TRIBUNNEWS.COM, JAKARTA - Kejaksaan Agung akhirnya menunda eksekusi mati terpidana narkoba Mary Jane.
Wakil Ketua DPR Fadli Zon pun angkat bicara mengenai penundaan tersebut.
"Kalau menurut saya, hukuman mati dilematis," kata Fadli Zon di Gedung DPR, Jakarta, Kamis (30/4/2015).
Ia menjelaskan penegakan hukum harus dilakukan. Pemerintah harus mendorong eksekusi mati.
Namun disisi lain, harus dipertimbangkan faktor yang melatarbelakangi kasus Mary Jane. Dimana warga Philipina itu merupakan korban human trafficking.
"Tentu kita harus berikan ruang. Yang harus kita incar itu bandar narkoba jangan pion-pionya. Saya kira masih banyak yang di-list ya segera harusnya dilakukan," kata Politisi Gerindra itu.
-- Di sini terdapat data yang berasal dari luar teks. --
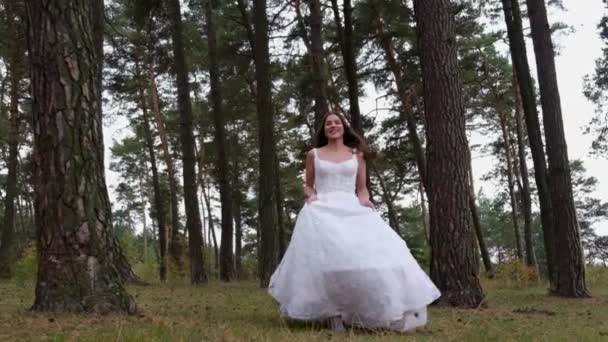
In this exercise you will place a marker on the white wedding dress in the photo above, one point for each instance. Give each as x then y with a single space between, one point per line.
345 261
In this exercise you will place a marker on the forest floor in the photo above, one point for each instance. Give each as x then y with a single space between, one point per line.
242 312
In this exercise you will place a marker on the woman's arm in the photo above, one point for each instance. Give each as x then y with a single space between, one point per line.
362 191
309 186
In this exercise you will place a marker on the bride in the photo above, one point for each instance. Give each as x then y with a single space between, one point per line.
344 263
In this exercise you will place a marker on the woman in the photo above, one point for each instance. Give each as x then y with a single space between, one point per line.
344 263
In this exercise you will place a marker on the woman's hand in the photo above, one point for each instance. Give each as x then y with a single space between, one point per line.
366 203
311 198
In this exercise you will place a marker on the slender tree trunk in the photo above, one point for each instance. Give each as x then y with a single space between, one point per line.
392 215
226 256
523 170
345 39
506 138
198 274
238 220
522 70
425 222
318 69
78 268
267 259
454 264
569 252
483 249
282 239
7 233
175 246
212 228
158 195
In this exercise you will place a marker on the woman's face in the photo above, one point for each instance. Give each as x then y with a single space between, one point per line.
333 127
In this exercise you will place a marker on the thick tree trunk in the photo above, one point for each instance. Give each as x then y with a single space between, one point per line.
7 232
405 95
158 195
569 252
198 273
78 257
226 256
506 139
454 264
523 170
345 39
317 55
268 256
522 70
175 245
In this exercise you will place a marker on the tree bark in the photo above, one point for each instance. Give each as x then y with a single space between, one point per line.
158 195
282 239
211 227
238 221
226 256
454 265
175 245
425 222
7 234
198 274
405 96
345 39
523 170
78 268
519 58
506 138
483 249
317 55
267 259
569 251
392 215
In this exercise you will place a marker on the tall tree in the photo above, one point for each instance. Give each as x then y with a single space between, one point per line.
175 246
198 274
267 257
519 58
523 173
505 127
78 258
569 252
16 70
226 256
345 39
454 266
158 194
406 96
317 58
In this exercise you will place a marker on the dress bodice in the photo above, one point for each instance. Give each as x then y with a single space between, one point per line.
333 176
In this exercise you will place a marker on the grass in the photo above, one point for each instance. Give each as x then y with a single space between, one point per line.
243 312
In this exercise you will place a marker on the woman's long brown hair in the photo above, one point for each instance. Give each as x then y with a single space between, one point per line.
350 138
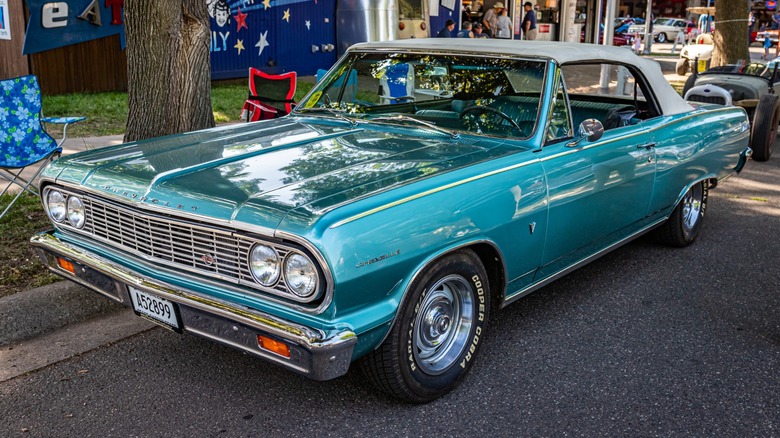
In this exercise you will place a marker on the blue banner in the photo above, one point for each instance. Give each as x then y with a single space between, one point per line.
56 24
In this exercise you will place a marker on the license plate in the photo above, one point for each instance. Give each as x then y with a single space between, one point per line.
155 308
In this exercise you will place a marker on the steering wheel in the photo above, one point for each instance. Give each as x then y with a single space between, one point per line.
473 122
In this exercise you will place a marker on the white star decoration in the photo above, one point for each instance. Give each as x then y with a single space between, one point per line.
263 43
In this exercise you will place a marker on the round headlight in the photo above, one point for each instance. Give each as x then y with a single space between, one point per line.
264 264
77 214
300 275
57 208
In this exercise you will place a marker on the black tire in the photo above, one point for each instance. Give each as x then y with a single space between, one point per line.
684 225
681 68
764 129
689 83
431 348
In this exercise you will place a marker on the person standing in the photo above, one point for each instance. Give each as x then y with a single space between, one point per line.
504 25
478 31
529 22
449 26
466 31
491 18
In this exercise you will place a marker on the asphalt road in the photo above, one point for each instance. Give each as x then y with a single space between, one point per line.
647 341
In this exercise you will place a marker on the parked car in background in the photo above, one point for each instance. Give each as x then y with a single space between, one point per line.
421 186
699 51
623 23
664 29
773 36
618 39
754 87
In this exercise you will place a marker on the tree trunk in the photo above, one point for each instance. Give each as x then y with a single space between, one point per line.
168 67
731 35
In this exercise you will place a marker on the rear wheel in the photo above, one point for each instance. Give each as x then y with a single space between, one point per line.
684 225
765 121
434 339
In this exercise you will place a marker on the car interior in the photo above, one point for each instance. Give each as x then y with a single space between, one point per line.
490 96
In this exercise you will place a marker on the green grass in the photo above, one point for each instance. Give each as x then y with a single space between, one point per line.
107 112
20 268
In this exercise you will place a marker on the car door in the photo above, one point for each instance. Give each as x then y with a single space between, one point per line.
599 191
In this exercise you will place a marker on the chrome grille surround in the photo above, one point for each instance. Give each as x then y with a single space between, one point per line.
211 251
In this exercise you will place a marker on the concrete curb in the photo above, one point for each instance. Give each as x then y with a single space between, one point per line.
34 312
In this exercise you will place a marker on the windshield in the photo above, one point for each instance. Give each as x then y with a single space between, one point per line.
459 93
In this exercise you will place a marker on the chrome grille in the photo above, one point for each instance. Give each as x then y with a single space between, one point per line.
213 252
207 250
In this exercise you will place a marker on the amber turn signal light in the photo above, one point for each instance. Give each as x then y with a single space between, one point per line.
273 346
66 265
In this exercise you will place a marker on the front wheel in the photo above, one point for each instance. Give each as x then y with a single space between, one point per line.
684 225
434 339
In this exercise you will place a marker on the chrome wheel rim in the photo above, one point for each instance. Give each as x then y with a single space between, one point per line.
443 323
692 204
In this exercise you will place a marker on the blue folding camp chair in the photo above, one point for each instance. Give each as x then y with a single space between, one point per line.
23 138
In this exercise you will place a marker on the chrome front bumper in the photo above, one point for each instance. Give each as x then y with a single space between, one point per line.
317 354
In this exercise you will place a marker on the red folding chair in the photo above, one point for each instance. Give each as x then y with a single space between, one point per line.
270 96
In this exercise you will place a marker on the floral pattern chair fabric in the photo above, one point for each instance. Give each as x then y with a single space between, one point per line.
23 138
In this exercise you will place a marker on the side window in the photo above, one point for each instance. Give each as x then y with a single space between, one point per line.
560 120
610 93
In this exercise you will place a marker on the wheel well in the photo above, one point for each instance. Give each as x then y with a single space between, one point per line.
491 260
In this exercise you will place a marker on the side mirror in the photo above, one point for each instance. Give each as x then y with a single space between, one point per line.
590 129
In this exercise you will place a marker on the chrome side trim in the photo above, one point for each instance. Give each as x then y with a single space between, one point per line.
533 287
319 354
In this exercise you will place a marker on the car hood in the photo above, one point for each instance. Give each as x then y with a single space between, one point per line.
256 173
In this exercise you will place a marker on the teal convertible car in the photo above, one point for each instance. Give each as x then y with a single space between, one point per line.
416 190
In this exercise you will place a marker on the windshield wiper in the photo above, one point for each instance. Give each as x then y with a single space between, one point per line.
405 118
339 114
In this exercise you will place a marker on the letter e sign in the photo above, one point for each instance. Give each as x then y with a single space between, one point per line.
54 15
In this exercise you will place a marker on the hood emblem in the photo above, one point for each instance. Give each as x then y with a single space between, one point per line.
208 259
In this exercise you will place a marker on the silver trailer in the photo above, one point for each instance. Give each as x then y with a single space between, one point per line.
360 21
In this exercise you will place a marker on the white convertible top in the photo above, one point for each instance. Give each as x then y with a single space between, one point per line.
562 53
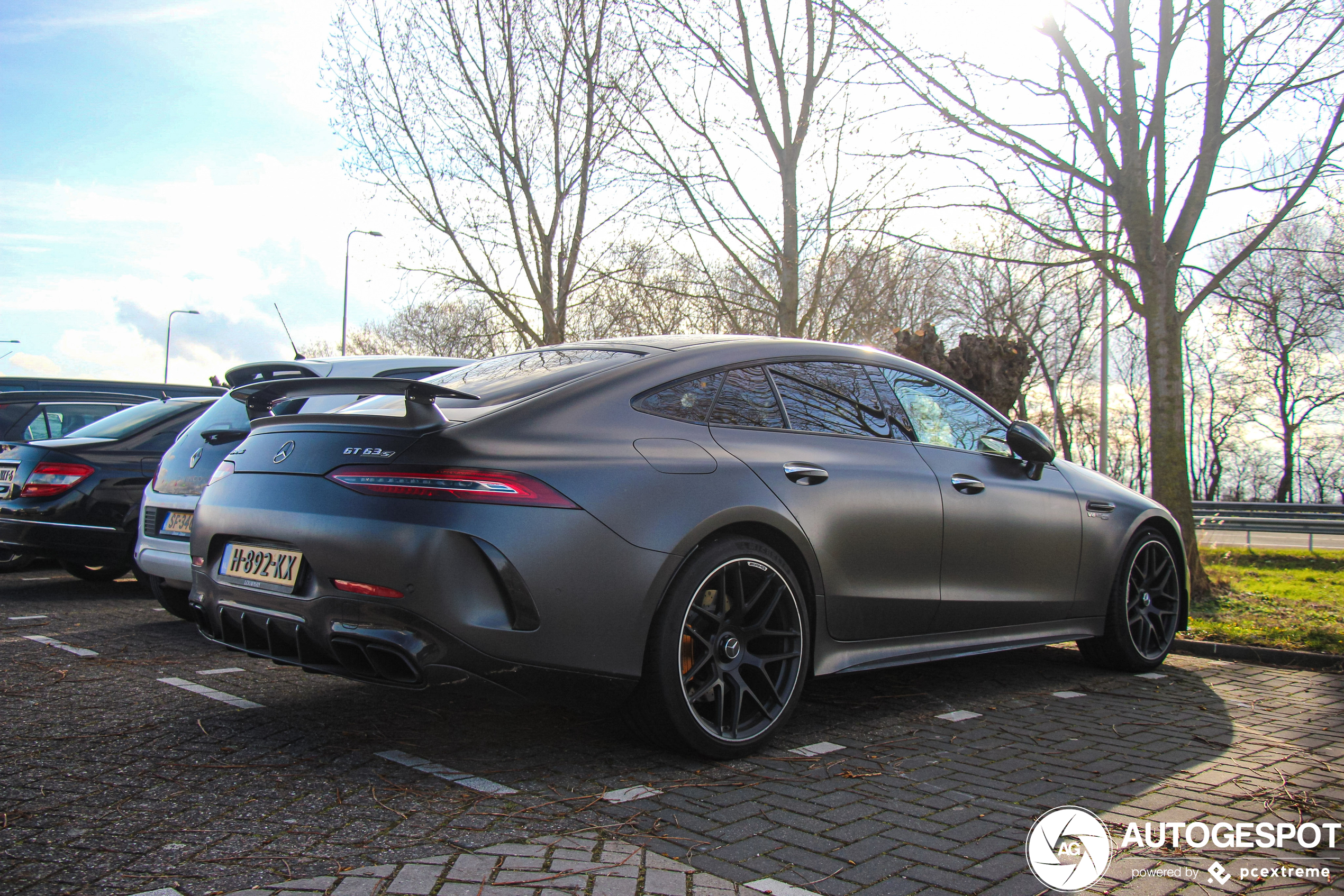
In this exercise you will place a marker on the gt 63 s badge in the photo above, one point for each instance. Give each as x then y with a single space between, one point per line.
1068 849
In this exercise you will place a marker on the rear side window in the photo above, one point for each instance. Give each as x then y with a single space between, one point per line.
944 417
748 399
830 397
686 401
132 419
58 421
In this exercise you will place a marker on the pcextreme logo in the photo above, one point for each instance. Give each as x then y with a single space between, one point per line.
1069 849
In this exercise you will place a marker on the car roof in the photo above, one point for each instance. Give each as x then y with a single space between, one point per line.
347 366
108 398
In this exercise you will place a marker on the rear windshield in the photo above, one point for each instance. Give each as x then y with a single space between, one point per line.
508 378
123 424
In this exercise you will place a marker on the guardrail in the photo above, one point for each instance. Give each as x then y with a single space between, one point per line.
1257 516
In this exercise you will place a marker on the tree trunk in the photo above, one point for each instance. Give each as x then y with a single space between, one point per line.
1167 418
789 262
1285 483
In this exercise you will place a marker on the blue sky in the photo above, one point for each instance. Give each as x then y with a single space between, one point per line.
174 155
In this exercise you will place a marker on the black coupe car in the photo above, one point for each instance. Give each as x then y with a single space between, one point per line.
77 499
690 524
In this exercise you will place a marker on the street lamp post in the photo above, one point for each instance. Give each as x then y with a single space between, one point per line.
344 301
168 337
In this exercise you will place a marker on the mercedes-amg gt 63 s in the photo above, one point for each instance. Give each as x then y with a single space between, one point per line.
688 524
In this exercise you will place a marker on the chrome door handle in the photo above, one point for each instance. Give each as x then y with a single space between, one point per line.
805 473
967 484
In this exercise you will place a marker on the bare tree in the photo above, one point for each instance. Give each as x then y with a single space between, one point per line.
1159 109
447 328
1291 335
1046 303
749 144
1220 406
494 120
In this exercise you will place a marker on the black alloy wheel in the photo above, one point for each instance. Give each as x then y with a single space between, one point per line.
728 655
96 573
1144 609
1152 599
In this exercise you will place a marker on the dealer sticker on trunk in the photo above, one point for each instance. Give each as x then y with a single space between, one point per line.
261 564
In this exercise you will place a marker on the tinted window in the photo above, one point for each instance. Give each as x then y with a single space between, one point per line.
889 401
686 401
746 399
58 421
944 417
828 397
132 419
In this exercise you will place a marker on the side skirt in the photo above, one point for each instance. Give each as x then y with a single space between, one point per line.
834 657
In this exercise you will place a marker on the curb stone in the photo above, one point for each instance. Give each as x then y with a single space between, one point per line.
1268 656
551 865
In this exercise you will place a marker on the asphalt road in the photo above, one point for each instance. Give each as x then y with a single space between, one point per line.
117 782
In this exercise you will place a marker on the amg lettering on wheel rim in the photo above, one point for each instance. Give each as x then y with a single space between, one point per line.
741 649
1152 599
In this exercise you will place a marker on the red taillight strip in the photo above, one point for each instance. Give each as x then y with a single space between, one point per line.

Sedangkan terkait permintaan penolakan hukuman mati dari negara lain, Fadli menilai hal itu dikembalikan kepada Presiden Joko Widodo.
Namun, ia mengingatkan era Soekarno juga terdapat hukuman mati warga negara asing.
"Meski bukan karena kasus narkoba. Tapi John F Kenedy kirim (utusan) dan minta keringanan justru dengan Bung Karno dibebaskan. Jadi saya kira kita harus jaga hububungan baik. Tapi itu keputusan dan pilihan dari presiden," ujarnya.
Sebelumnya diberitakan, Kejaksaan Agung menunda pelaksanaan eksekusi terhadap terpidana mati Mary Jane.
"Eksekusi Marry Jane ditunda karena ada permintaan dari Presiden Filipina," kata Kepala Pusat Penerangan Hukum Kejagung Tonny T Spontana dalam pesan singkat.
Permintaan tersebut diajukan setelah tersangka perekrut Marry Jane, Maria Kristina Sergio, menyerahkan diri kepada kepolisian Filipina, Selasa (28/4/2015). Marry Jane (MJ) pun diperlukan untuk memberikan kesaksian dalam pemeriksaan terhadap Sergio.
"Pelaku yang diduga melakukan perdagangan manusia menyerahkan diri di Filipina, dan kesaksian MJ diperlukan," kata Tonny.